© Nicolas Boudier

Cornucopia, l’angoissante et fascinante utopie de Joris Mathieu

Le directeur du Théâtre Nouvelle Génération prend ses quartiers au Théâtre national Populaire à Villeurbanne à l’occasion d’une nouvelle création futuriste et innovante.

Bienvenue à Cornucopia, société post-contemporaine tout droit sortie de l’imaginaire de Joris Mathieu. Développant avec ce spectacle le deuxième volet de son cycle « D’autres mondes possibles », l’actuel directeur du TNG poursuit sa plongée dans les aspirations utopiques de notre espèce.
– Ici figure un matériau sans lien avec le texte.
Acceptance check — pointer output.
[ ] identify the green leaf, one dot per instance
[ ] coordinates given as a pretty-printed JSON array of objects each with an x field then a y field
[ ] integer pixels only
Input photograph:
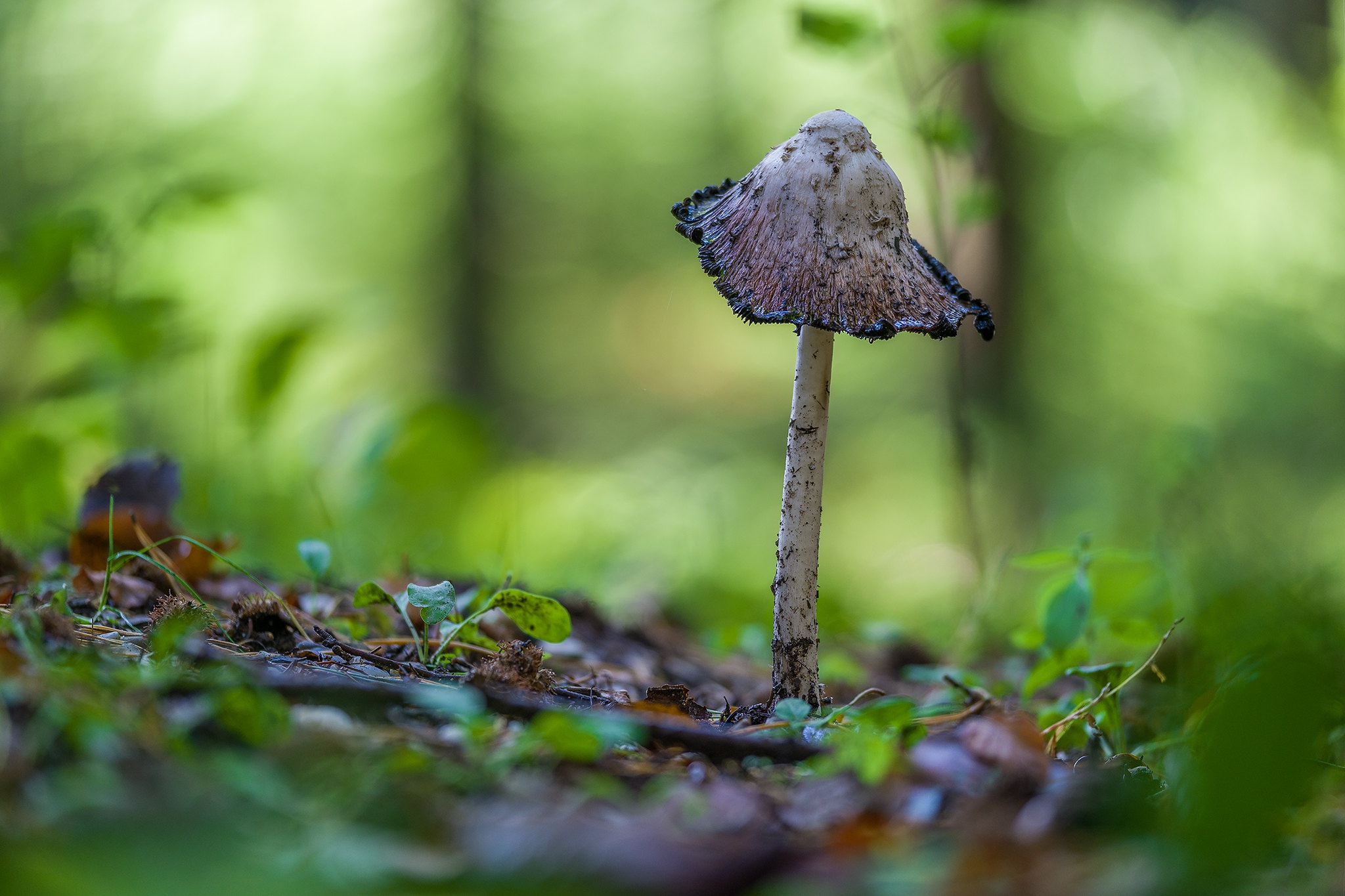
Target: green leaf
[
  {"x": 865, "y": 753},
  {"x": 793, "y": 710},
  {"x": 451, "y": 700},
  {"x": 317, "y": 555},
  {"x": 1026, "y": 637},
  {"x": 1067, "y": 614},
  {"x": 835, "y": 30},
  {"x": 1044, "y": 559},
  {"x": 372, "y": 594},
  {"x": 887, "y": 714},
  {"x": 470, "y": 633},
  {"x": 946, "y": 128},
  {"x": 436, "y": 601},
  {"x": 583, "y": 738},
  {"x": 544, "y": 618},
  {"x": 269, "y": 367},
  {"x": 1051, "y": 668},
  {"x": 981, "y": 202},
  {"x": 966, "y": 27}
]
Entouré de son ensemble Haut et Court, l’auteur et metteur en scène conçoit avec cette création une forme dont le récit s’exprime presque moins par les mots que par le surprenant univers technique et visuel dans lequel il prend place.

© Nicolas Boudier

C’est effrayant de constater à quel point, dans nos esprits contemporains, tout ce qui a trait de près ou de loin à une forme d’utopie finit systématiquement par nous déshumaniser. Derrière les visages nécessairement lissés, sous les perruques forcément uniformisées, à travers les sourires évidemment contraints, c’est tout un pan oubliable de notre espèce que l’on voudrait dissimuler. Cornucopia n’y déroge pas, ses citoyens refoulant derrière les apparences de perfection un idéal auquel il devient de plus en plus difficile de croire. Pourtant tous les éléments étaient réunis. Ici les libertés individuelles semblent être le terreau même du vivre ensemble, au service d’un objectif commun : celui de l’abondance survenant enfin après de longues périodes de croyance et de privation.

Pour cette création, Joris Mathieu s’accapare tous les codes de la fiction d’anticipation : une société nouvelle, un but absolu, un ordre établi et en définitive un élément perturbateur anticonformiste qui vient réduire à néant les progrès des générations précédentes. Mais si l’écriture de Cornucopia se construit, dans le récit, comme bon nombre de dystopies, l’objet scénique qui la porte est en revanche un petit bijou d’ingéniosité et d’originalité. De la scénographie aux lumières en passant par les costumes, de la pensée même du projet à son application technique, Joris Mathieu et Nicolas Boudier plongent leur dramaturgie dans l’inconnu et mettent la technologie au service de l’illusion théâtrale.

© Nicolas Boudier

D’emblée, la compagnie Haut et Court s’amuse à perturber nos habitudes confortables de spectateurs. Aucun gradin, aucun siège, aucun plateau identifié, pourtant un homme déclame avec solennité un semblant de prologue depuis son estrade de laquelle il s’élève face à la foule venue l’écouter. De par sa posture, autant que sur son slip qui annonce la première scène du premier acte, un certain théâtre a bel et bien lieu. Mais c’est derrière lui, à l’intérieur du grand cylindre qui occupe l’espace et dans lequel il nous invite bientôt à pénétrer pour constituer une assemblée, que tout s’apprête à se révéler. Mêlant la scénographie intégrale à la narration, Joris Mathieu et Nicolas Boudier ont conçu là un espace qui emprunte à la magie et qui invite à l’émerveillement.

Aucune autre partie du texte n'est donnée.